I'm not sure why it is like this, but third-party tools exist that help. For example, right now I'm evaluating Visual Assist X (by Whole Tomato). We're also using Visual Studio 2005.
Don't feel hard-done-by, it isn't available in VB.Net either :)
C++ is a HARD language to parse compared with C# (VB too unless you've "Option Explicit" and "Option Strict" switched on, it's difficult to tell exactly what any line of code is doing out of a MUCH larger context).
At a guess it could have something to do with the "difficulty" of providing it.
P.S. I marked my answer as community wiki because I know it's not providing any useful information.
The syntax and semantics of C++ make it incredibly difficult to correctly implement refactoring functionality. It's possible to implement something relatively simple to cover 90% of the cases, but in the remaining 10% of cases that simple solution will horribly break your code by changing things you never wanted to change.

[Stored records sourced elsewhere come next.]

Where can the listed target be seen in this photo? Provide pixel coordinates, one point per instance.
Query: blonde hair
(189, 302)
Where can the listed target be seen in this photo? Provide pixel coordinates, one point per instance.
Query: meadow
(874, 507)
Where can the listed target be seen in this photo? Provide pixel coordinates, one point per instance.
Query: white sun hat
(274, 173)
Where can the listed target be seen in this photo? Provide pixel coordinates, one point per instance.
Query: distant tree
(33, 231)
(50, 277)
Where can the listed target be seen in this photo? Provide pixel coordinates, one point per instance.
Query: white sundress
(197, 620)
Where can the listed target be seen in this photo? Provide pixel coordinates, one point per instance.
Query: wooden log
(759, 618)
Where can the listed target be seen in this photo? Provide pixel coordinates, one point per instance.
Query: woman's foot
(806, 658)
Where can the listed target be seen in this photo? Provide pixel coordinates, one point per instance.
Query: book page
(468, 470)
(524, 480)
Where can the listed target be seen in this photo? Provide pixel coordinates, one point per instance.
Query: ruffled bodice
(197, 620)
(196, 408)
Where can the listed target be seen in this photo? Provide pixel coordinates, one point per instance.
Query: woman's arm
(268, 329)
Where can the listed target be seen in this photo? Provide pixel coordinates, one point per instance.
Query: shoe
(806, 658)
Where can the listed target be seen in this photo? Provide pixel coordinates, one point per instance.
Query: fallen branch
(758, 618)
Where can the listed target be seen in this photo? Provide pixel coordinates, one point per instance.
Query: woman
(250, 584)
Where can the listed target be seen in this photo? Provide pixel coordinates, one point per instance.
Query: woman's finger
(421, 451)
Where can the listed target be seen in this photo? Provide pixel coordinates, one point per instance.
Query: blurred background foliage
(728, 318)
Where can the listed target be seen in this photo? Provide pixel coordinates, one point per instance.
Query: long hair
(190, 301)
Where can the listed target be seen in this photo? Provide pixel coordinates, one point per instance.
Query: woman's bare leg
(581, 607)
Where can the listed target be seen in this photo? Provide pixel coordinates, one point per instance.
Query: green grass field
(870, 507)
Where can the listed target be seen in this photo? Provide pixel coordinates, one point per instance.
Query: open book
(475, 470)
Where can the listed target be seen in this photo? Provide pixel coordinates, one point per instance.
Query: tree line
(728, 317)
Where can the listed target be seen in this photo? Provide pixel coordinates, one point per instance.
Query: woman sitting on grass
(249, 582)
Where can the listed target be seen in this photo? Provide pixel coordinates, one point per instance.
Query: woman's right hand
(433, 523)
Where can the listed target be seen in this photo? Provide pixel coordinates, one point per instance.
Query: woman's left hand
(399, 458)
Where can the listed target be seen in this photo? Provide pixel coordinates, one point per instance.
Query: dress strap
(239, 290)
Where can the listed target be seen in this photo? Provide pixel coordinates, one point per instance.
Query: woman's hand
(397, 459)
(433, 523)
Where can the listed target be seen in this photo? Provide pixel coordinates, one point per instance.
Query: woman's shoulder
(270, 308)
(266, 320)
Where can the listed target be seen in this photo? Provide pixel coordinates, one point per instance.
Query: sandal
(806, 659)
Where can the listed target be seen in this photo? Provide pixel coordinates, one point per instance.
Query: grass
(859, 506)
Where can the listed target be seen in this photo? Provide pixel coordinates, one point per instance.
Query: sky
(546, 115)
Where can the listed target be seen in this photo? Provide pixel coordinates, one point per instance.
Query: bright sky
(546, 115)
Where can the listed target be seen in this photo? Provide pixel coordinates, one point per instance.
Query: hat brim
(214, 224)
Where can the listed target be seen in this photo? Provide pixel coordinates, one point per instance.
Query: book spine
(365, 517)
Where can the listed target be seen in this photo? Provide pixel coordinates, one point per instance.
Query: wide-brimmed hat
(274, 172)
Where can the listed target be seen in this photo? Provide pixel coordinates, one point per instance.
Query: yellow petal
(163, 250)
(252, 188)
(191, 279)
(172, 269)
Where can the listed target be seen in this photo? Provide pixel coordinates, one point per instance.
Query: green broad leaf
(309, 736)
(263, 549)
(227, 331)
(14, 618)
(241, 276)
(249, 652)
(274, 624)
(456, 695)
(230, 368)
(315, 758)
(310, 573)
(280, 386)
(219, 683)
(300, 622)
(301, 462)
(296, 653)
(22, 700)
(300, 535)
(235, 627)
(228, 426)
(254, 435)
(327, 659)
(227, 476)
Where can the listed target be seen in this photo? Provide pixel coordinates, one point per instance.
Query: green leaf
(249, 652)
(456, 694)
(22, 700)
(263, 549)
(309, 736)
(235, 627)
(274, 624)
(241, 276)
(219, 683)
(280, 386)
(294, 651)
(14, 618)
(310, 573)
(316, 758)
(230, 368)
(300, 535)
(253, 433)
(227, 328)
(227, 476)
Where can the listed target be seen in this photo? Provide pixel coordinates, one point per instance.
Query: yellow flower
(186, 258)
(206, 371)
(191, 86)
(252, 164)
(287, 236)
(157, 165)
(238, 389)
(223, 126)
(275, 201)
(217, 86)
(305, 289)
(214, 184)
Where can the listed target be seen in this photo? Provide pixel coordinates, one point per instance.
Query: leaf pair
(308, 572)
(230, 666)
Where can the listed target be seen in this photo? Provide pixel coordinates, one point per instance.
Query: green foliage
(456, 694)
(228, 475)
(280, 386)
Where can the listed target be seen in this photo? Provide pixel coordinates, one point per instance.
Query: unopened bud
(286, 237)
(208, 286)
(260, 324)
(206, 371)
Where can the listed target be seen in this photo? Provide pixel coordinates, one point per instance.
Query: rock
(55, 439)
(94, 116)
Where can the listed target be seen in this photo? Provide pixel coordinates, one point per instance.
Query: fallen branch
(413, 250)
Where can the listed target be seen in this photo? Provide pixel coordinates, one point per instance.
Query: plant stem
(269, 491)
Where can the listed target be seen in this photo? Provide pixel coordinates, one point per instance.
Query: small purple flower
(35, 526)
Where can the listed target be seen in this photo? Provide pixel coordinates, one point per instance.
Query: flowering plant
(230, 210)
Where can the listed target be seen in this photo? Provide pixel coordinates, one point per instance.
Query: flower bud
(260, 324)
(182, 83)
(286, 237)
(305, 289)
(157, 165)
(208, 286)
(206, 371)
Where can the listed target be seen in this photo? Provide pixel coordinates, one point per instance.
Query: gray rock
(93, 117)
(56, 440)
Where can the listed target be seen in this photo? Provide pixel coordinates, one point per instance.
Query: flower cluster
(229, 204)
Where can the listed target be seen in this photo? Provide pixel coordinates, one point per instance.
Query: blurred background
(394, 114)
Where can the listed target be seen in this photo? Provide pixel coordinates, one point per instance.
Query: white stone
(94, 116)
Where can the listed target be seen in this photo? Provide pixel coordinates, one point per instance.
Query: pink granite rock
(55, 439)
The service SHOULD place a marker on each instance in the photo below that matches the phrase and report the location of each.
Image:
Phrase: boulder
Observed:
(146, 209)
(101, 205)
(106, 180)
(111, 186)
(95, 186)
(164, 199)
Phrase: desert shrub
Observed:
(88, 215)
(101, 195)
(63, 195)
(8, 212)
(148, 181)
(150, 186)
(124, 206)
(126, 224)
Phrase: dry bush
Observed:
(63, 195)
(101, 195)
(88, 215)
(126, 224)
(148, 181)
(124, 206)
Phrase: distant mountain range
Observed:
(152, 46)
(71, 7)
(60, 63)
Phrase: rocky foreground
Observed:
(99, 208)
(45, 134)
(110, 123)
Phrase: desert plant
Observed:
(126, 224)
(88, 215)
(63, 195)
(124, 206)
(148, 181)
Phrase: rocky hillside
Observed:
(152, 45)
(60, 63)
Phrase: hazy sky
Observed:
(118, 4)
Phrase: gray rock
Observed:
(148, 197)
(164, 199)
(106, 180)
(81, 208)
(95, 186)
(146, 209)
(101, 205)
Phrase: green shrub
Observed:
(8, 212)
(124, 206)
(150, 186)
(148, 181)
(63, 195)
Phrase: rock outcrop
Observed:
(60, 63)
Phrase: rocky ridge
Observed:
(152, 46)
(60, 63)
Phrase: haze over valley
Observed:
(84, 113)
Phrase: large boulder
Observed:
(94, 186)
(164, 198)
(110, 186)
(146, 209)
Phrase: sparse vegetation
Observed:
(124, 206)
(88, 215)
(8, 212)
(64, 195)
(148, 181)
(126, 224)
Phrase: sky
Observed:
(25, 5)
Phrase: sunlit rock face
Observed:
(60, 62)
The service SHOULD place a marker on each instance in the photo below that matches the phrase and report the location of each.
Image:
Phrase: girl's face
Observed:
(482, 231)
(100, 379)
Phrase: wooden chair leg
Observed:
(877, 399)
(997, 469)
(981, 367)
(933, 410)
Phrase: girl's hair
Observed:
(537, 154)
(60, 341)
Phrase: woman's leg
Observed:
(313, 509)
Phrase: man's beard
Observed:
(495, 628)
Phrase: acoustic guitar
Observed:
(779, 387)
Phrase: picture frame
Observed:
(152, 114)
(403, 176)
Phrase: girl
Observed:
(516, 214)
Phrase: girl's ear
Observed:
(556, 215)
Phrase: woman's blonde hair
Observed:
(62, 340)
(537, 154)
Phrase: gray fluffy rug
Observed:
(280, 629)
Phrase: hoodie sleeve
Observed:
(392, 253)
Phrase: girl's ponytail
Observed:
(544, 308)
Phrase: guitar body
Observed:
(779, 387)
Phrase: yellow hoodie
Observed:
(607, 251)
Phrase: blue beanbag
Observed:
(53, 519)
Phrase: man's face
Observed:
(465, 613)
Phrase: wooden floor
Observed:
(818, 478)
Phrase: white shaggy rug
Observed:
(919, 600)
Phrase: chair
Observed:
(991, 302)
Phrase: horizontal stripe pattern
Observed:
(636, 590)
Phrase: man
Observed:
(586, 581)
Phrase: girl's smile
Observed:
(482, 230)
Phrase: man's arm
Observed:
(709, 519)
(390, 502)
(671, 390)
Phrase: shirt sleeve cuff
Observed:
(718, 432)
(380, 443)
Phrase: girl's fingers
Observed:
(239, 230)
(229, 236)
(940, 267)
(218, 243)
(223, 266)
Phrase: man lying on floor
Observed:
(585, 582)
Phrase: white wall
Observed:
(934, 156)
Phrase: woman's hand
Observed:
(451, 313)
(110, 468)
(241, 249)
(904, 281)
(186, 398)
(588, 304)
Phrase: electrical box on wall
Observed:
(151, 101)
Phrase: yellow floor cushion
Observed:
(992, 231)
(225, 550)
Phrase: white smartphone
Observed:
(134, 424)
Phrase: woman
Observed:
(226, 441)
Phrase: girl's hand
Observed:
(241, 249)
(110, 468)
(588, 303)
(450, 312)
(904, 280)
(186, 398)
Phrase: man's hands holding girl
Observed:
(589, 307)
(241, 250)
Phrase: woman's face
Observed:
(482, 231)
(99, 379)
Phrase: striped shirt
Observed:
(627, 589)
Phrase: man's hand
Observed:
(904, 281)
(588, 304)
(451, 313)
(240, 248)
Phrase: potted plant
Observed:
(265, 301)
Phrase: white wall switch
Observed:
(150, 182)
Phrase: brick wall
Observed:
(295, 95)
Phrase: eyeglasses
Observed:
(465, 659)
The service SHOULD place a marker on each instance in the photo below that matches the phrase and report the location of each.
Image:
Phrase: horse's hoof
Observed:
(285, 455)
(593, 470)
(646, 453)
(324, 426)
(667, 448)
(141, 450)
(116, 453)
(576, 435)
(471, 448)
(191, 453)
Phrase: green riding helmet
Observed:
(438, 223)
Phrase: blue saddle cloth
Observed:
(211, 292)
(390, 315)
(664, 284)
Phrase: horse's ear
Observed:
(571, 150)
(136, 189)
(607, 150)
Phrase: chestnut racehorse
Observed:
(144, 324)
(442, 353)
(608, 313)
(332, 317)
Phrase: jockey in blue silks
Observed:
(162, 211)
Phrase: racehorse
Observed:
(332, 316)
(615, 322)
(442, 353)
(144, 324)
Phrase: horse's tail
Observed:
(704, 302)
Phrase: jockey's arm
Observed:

Read http://yosefk.com/c++fqa/defective.html#defect-8 for a brief discussion of the difficulties that any refactoring code in C++ has to deal with.
Microsoft has evidently decided to punt on this particular feature for C++, leaving it up to third-party developers to do what they can.
devexpress provides Add-in Refactor! for C++ for VS2005 and VS2008.
I've been using Visual Assistant X with visual studio for about one year and a half. It's an incredible tool that helps you a lot with ordinary C++ code, but it doesn't perform very well on templated code. For instance, you if have a sophisticated policy-based template design, it won't know how to rename your variables, and the project won't compile anymore.